6. Share Transfer System:
The Company's Shares are traded at the Stock Exchange in demat mode, w.e.f. May 2001. Shares in physical mode lodged for transfer with Bigshare Services Pvt. Ltd. were processed and transferred.
7. Dematerialisation of Shares:
The Shares of the Company can be held and traded in electronic form. 6.48% (127609 no. of Shares) of the Company's Share holdings have been dematerialized in CDSL and 72.69% (1420577 no. of shares) of the Company's Shareholdings have been dematerialized in NSDL as on 31.3.2011.
8. Plant Locations:
The Company's Twisting Plant is located at Silvassa, in the Union Territory of Dadra & Nagar Haveli and Wind Electricity Generation Unit is located in the State of Tamilnadu.
9. Address for correspondence:
The Company's Registered Office is located at: "Jasville", 2nd floor, Opp. Liberty Cinema, 9, New Marine Lines, Mumbai 00020.

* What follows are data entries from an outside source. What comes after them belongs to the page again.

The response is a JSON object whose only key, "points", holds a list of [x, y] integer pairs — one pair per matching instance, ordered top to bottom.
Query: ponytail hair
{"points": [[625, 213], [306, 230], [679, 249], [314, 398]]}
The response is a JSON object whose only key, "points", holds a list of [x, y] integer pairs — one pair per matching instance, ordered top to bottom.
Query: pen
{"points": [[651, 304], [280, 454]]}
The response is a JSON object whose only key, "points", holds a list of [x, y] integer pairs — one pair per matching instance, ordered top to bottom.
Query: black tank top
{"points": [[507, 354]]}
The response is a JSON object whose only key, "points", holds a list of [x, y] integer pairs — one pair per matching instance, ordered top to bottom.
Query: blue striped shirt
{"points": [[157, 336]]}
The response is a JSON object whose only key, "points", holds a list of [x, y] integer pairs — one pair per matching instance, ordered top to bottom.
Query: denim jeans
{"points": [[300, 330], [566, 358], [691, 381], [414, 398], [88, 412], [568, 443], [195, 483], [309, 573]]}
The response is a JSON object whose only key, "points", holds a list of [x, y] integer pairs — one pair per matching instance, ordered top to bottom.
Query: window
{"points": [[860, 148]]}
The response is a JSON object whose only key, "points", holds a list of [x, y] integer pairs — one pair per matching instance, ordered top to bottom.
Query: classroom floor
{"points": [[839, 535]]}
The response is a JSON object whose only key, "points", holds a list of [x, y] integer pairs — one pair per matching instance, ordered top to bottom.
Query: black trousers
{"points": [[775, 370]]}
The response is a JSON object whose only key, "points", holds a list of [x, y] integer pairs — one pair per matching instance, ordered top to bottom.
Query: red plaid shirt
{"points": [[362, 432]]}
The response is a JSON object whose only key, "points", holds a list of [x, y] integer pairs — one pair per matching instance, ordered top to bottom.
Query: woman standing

Website: bluechiptex industrieslimited.com
Shareholders holding Shares in electronic mode should address their correspondence to their respective Depository Participants.
10. The Company has adopted the following non-mandatory requirement on Corporate Governance recommended under Clause 49 of the listing agreement.;
i) Chairman's office with required facilities is being provided and maintained at the Company's expenses for use by its Non-Executive Director.
ii) Financial performance of the Company is well published in newspapers. Individual communication of half yearly results is not sent to the Shareholders.
iii) The Company has passed resolution requiring approval of the Shareholders by postal ballot.